"Federal emergency should be declared," wrote resident Kate Dell on the Chevy Chase listserv in Northwest Washington.
"Wow, that is a great idea," chimed in fellow D.C. resident Dianne Fiumara. "I can't imagine why this is not employed. It is the Federal Government that's shut down and the Federal Govt should be able to employ itself to open back up!"
You'd think. But this is Washington. After a week that saw President Barack Obama declare major disasters in North Carolina, Arkansas and New Jersey and order federal aid to speed recovery from winter storms, the federal government did something else entirely. It shut down.
Federal offices shut down Tuesday for the second day in a row, giving 230,000 government employees another snow day at home.
The House of Representatives declared itself closed the rest of the week.
The Senate took a more piecemeal approach. The Armed Services Committee canceled hearings on nuclear weapons, the prison at Guantanamo Bay and the military's "don't ask, don't tell" policy on gays. The Energy Committee scrubbed four scheduled hearings, admitting in an e-mail that it was "bowing to the inevitable."
The full Senate planned to go "full steam ahead" on votes Tuesday and hoped to turn to its jobs agenda later in the week. But, as a Democratic leadership aide noted in the late morning, before a predicted 10 to 20 inches of fresh snow was to arrive, it was possible that "in true Washington fashion, once the first few flakes hit the ground this afternoon, we can abandon all reason and head for Safeway for the obligatory stockpiling of milk, bread and toilet paper."
At the other end of Pennsylvania Avenue, which like other streets here has doubled in recent days as a cross-country ski route, the White House acknowledged that, yes, there was a lot of white stuff outside. A year ago, the newly arrived, fresh-from-Chicago head of the household at 1600 Pennsylvania Ave. all but called Washingtonians wusses for overreacting to a few snowflakes.
After the president braved blizzard conditions Saturday to address fellow Democrats a few blocks away, his staff announced that a concert celebrating the civil rights movement would be moved up a day to beat the impending storm. The concert, featuring Joan Baez, Bob Dylan and Smokey Robinson, among other performers, was moved from Wednesday to Tuesday at 8 p.m. and will be streamed live on www.whitehouse.gov.

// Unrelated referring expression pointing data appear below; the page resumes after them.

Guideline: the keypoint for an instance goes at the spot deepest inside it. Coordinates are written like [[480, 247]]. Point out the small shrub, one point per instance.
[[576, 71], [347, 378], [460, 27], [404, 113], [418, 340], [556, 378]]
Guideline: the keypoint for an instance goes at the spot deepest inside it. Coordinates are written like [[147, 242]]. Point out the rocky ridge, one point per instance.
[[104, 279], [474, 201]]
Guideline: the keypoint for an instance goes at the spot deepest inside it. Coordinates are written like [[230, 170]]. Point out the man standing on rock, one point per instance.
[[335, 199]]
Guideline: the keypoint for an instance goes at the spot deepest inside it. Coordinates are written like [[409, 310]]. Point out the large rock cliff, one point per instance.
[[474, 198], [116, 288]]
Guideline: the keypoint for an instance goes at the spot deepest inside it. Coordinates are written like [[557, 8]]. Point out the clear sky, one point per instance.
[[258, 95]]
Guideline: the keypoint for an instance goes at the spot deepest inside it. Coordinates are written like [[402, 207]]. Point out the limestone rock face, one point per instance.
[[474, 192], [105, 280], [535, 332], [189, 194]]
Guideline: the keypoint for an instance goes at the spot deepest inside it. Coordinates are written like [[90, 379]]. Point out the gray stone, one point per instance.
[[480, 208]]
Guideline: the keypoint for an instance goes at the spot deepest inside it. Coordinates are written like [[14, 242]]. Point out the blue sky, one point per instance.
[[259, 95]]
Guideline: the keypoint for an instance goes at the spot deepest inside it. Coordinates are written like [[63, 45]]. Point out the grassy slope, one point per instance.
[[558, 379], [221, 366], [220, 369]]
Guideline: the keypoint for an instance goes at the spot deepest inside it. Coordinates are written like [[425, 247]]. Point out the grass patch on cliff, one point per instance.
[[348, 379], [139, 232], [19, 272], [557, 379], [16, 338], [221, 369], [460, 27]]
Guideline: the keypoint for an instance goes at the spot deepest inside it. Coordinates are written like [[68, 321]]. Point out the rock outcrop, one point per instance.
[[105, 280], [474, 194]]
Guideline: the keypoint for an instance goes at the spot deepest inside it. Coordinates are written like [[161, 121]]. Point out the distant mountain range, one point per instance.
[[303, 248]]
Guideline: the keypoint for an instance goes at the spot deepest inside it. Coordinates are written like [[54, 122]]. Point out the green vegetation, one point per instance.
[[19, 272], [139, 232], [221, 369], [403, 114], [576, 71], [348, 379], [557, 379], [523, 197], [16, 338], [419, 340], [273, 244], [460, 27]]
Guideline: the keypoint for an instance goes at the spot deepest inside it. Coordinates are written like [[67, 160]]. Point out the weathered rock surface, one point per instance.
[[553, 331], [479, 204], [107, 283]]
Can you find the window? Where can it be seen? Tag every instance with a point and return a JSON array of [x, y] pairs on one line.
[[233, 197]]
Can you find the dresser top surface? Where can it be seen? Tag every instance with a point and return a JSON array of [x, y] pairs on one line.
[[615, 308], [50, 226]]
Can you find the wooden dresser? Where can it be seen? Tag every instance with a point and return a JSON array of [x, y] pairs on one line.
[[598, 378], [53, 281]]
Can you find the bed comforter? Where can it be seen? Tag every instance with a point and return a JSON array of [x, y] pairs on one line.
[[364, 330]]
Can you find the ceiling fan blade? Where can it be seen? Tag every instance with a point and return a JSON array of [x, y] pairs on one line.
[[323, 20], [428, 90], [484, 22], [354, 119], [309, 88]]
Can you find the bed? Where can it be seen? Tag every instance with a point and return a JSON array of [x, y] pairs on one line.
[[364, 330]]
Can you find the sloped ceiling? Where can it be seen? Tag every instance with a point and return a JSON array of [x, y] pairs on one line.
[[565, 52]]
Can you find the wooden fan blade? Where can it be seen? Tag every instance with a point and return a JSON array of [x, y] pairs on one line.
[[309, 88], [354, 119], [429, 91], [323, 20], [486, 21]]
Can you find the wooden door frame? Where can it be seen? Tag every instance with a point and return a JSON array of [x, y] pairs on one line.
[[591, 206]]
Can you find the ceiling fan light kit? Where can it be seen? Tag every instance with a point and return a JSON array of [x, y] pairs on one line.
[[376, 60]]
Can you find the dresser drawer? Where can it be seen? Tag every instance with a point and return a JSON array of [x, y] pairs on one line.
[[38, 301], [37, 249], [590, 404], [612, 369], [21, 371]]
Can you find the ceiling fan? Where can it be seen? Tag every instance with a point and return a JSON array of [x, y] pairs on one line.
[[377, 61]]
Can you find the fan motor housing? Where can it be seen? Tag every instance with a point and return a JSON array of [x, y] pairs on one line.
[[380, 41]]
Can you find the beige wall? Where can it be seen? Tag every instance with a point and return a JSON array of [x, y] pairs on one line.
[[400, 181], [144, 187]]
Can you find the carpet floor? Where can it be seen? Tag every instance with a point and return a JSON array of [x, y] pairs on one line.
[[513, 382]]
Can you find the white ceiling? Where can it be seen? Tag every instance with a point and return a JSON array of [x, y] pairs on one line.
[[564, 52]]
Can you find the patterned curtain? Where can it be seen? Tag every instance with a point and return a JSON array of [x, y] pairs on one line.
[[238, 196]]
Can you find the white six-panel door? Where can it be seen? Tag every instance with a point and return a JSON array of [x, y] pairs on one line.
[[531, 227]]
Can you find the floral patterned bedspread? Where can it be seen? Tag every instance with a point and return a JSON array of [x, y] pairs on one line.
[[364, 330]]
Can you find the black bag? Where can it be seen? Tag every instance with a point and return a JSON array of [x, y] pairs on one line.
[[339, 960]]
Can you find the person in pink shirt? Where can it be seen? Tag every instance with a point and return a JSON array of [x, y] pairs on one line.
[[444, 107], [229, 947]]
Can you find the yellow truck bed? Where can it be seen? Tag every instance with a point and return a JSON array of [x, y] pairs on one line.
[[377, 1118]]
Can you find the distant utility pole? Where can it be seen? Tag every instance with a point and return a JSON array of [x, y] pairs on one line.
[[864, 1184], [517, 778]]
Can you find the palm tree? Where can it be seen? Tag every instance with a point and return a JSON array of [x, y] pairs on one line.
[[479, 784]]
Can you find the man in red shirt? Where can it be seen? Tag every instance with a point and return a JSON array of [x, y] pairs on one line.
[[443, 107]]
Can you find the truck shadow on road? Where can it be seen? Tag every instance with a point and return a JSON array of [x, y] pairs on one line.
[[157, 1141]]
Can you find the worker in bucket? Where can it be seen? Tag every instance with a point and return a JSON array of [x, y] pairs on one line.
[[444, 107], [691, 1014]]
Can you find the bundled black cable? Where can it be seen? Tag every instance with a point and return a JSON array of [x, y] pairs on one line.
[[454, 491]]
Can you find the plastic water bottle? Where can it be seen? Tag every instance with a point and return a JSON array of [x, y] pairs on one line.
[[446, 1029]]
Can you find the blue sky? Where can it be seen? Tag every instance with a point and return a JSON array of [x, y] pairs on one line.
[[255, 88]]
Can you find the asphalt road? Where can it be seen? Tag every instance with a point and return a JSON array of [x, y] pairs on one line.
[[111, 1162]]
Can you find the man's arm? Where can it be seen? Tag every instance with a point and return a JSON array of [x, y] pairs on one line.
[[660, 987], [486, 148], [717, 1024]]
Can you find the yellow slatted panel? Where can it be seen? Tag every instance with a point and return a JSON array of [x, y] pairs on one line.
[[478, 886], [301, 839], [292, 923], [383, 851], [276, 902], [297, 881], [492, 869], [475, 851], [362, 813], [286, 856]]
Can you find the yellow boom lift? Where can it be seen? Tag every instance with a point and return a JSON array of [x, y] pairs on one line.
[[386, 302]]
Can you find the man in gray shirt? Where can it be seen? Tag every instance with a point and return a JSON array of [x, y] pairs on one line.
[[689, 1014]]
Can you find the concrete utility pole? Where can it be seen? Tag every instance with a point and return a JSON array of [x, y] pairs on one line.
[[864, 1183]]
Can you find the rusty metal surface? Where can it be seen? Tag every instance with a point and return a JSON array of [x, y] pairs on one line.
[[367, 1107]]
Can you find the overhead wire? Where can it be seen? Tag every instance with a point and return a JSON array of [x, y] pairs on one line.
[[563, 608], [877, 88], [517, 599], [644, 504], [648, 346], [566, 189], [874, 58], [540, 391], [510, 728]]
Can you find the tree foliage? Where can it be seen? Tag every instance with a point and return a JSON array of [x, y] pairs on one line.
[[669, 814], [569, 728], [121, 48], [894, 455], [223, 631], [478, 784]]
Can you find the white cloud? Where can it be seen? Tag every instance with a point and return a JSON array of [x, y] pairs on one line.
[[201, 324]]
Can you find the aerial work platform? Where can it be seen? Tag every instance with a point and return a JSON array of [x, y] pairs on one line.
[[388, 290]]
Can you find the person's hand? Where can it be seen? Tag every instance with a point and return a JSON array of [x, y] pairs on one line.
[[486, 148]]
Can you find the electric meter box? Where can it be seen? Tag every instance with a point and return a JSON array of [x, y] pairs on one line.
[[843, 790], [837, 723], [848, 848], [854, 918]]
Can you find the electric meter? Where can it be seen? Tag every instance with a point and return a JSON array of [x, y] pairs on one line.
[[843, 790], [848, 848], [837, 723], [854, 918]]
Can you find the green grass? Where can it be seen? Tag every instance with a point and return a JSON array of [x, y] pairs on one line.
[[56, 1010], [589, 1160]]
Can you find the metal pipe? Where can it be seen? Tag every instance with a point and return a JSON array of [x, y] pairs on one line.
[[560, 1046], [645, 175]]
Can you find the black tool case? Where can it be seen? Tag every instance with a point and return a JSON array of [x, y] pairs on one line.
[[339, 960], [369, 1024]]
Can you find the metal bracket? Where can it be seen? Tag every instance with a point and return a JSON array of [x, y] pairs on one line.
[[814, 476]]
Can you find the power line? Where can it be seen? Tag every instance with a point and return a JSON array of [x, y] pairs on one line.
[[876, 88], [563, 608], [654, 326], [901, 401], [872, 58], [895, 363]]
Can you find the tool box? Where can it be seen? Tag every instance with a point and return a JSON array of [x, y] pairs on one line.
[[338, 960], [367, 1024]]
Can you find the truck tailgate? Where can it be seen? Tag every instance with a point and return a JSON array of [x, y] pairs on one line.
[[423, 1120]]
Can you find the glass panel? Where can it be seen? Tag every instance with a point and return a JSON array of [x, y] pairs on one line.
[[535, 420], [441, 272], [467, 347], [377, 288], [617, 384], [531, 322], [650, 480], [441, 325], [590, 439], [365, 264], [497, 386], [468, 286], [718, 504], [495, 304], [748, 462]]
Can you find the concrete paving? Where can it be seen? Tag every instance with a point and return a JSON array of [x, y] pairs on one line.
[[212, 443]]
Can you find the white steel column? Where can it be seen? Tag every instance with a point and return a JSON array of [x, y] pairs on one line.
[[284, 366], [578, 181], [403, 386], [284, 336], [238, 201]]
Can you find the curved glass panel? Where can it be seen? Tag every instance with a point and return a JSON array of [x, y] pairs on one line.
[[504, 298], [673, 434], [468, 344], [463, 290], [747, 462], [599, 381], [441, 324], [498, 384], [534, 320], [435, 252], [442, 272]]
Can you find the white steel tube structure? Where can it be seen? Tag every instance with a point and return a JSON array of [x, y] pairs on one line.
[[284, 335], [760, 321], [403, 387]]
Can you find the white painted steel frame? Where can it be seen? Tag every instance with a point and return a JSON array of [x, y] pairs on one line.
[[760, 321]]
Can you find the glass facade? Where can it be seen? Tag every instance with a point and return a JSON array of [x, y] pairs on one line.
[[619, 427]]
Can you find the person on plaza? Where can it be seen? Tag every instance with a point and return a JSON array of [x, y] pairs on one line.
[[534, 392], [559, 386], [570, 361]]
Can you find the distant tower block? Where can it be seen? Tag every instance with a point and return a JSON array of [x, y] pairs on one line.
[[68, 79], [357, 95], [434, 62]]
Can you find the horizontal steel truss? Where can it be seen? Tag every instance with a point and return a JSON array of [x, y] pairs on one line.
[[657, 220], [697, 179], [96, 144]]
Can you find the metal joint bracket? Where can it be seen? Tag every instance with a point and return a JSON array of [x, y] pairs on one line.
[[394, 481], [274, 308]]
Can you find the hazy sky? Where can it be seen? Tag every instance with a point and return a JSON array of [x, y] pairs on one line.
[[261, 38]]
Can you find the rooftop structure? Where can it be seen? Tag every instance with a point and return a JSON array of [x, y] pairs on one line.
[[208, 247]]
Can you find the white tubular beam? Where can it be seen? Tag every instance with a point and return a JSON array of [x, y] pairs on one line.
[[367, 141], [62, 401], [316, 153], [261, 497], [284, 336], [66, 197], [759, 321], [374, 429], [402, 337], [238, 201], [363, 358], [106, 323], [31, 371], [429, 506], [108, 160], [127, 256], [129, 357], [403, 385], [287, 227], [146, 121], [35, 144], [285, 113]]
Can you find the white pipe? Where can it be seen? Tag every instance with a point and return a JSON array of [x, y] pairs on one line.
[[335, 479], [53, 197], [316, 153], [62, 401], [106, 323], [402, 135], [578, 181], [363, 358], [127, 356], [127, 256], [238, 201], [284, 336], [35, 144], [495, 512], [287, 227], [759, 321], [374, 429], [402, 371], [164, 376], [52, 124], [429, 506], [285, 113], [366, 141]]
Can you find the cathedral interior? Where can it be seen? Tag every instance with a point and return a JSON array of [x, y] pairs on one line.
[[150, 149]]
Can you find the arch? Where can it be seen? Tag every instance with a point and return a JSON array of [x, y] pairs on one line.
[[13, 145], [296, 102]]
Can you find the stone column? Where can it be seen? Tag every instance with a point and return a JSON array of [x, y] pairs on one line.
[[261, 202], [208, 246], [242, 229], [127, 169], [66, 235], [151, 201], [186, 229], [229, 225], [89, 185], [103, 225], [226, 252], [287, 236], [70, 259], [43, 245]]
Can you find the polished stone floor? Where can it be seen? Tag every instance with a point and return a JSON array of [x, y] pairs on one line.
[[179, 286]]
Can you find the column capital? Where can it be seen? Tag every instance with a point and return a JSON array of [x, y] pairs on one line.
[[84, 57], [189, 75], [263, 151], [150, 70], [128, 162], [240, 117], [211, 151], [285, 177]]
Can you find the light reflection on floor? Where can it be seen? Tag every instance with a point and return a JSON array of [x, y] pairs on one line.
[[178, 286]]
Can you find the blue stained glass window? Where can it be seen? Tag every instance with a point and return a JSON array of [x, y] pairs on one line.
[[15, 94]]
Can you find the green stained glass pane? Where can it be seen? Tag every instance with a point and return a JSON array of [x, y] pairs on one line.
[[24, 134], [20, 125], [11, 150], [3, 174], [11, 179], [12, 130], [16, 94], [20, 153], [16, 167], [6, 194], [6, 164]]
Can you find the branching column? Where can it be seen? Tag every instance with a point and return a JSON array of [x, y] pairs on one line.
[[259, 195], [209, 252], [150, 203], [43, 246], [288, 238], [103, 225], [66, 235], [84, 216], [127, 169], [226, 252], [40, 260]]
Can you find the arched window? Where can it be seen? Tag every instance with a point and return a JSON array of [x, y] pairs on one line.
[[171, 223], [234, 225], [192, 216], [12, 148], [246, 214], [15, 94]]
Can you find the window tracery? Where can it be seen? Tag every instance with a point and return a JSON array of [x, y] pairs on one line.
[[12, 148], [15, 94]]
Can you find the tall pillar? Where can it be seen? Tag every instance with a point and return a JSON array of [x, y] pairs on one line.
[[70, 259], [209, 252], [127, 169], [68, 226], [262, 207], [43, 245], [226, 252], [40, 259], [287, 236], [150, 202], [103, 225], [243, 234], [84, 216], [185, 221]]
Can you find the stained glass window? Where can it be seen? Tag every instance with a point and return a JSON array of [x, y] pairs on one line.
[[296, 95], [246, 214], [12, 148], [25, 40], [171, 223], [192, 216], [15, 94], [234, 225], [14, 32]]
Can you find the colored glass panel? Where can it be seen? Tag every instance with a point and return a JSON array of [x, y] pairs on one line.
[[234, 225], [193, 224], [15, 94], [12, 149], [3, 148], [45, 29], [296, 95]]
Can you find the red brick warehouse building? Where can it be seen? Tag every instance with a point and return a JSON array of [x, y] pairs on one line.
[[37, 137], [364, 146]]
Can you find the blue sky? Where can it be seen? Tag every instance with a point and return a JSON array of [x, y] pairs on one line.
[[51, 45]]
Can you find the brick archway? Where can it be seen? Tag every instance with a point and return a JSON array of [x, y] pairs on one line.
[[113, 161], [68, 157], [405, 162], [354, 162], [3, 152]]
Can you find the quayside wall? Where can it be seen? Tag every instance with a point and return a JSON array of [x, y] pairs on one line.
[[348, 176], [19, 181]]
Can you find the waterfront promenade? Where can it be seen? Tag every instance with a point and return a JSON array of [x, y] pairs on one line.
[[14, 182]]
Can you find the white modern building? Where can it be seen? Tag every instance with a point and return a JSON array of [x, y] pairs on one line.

In a city where sightings of Cabinet members pinching melons at the supermarket and senators munching popcorn at the multiplex are ho-hum, the snow affected the area in a most democratic fashion.
Tourists who planned to visit the Smithsonian and the Capitol Visitor Center found closed doors. Schools across the area were shut, with Loudoun County, Va., calling it quits for the week. Andrews Air Force Base in nearby Maryland was closed.
Vice President Joe Biden postponed a speech on nuclear security that had been planned for Wednesday at the National Defense University, while Treasury Secretary Timothy Geithner called off a breakfast with reporters on the bank bailout. And the Embassy of Finland canceled a party Wednesday night to celebrate its being named the first green LEED embassy building in the United States.
Yet even as many wondered if this was already a lost week, there were signs Tuesday of a new normal after days of digging and doing without power. Mail deliveries resumed sporadically. Newspapers – albeit one or two days late – arrived on doorsteps. Store shelves remained spotty and checkout lines long, but the hysteria of last week appeared gone. At least for a few hours – when the next winter wallop arrives.